Past Incidents

Thursday 19th September 2024

Pulsar Pulsar instability

We are experiencing a pulsar outage, which impacts logs and access logs and other components of the platform. Preliminary root cause seems like a zookeeper problem. We are working on it.

EDIT Thu Sep 19 20:49:09 2024 UTC: since 20:20, ZK quorum is up, and all services connected to Pulsar are now back online

EDIT Fri Sep 20 07:43:00 2024 UTC: we are still impacting by zookeeper outage, we are investigating the issue, the logs and access logs stack are currently unavailable

EDIT Fri Sep 20 08:04:00 2024 UTC: we have found the issue on pulsar side that was trying to write indefinitely metadata on zookeeper. we have restarted the broker that had the issue. We are watching, the situation is going back to normal

EDIT Fri Sep 20 08:20:00 2024 UTC: we are still watching the metrics from the pulsar cluster, the situation is going back to normal. we are recoverying from lag on the access logs ingestion, current eta is around 12:30 utc.

EDIT Fri Sep 20 13:15:00 2024 UTC: we have fully ingested the access logs, the cluster pulsar is working normally.

Infrastructure [WSW] region instability

Wed Sep 18 22:22:29 2024 UTC: Several hypervisors have been rebooted in WSW. They came back 40min ago, and we are fixing several services who are not online.

EDIT Wed Sep 18 22:30:47 2024 UTC: we have been impacted by https://bare-metal-servers.status-ovhcloud.com/incidents/j7f4kpv9f17z. All services are now online

Wednesday 18th September 2024

[Paris] Network upgrade, scheduled 3 months ago

On September 18, 2024, our network provider will carry operations to improve network resiliency on the Paris region.
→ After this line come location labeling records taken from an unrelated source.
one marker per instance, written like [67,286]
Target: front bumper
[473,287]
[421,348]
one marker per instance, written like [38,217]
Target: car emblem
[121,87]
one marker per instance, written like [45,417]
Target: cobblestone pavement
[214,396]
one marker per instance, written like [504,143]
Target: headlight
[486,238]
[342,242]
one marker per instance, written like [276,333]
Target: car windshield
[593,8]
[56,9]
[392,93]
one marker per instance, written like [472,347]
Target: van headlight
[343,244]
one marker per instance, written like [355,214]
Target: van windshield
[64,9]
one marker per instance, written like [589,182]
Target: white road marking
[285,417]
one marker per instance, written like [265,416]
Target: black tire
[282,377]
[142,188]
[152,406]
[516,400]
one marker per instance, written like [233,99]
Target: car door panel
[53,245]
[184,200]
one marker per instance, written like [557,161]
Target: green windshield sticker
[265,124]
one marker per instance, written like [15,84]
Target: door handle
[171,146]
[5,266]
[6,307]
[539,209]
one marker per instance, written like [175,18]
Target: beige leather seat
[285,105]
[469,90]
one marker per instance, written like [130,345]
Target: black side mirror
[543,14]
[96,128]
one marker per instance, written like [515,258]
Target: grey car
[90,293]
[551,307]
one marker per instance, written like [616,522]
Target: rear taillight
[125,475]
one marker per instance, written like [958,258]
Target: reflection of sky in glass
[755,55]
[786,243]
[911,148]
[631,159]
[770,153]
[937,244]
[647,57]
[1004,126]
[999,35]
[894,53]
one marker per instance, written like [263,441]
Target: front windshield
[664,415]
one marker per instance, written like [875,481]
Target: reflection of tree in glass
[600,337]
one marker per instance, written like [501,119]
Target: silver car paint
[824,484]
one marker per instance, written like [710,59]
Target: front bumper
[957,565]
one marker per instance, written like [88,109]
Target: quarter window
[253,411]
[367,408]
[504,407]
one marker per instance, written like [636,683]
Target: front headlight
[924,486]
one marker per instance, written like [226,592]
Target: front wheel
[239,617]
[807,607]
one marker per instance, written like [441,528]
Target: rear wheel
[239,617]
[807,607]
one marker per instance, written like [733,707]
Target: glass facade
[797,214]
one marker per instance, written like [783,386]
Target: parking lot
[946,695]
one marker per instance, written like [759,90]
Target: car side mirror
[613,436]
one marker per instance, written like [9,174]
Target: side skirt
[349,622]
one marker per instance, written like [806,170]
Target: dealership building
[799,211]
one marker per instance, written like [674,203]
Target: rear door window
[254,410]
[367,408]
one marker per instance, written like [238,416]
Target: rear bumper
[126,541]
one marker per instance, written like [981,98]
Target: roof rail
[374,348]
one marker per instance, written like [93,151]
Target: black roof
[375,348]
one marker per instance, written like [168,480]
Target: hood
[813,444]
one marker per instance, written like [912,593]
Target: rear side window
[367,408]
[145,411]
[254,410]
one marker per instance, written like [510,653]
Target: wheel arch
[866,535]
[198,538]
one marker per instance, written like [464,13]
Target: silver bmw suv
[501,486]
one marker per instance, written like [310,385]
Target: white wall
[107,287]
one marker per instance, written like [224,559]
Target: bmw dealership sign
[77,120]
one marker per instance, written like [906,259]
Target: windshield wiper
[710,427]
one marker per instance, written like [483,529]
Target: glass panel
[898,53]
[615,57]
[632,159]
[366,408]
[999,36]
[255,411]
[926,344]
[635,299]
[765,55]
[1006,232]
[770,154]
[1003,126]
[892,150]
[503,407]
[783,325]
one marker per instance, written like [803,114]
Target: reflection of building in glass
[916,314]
No service interruption is to be expected during that upgrade. This is a follow up of https://www.clevercloudstatus.com/incident/893.

Start date: 2024-09-18 19:00 UTC

End date: 2024-09-18 23:00 UTC

EDIT 2024-09-18 19:18 UTC: The maintenance is starting.

EDIT 2024-09-18 20:53 UTC: The maintenance is now over. No service interruptions noted.

Tuesday 17th September 2024

No incidents reported

Monday 16th September 2024

Infrastructure WSW region hypervisors rebooted

At 06:41 UTC, we got an alert that all the WSW region stopped responding. At 06:44 UTC, we got hold on the hypervisors. The first check showed they had been rebooted. At 06:50 UTC, all customers services were up and running. At 07:15 UTC, we finished all the checks that the region is fine.

Here’s the matching OVHCloud status: https://bare-metal-servers.status-ovhcloud.com/incidents/hw285l60sq7h It looks like an electrical incident happened on the racks that hold our servers.

Sunday 15th September 2024

No incidents reported

Saturday 14th September 2024

No incidents reported

Friday 13th September 2024

Infrastructure [SGP][SYD] Network latencies

Our monitoring system has report us high latencies to interact with SYD and SGP region. We are investigating the issue.

EDIT 08:50 UTC : The latencies goes back to normal, we are still watching the issue.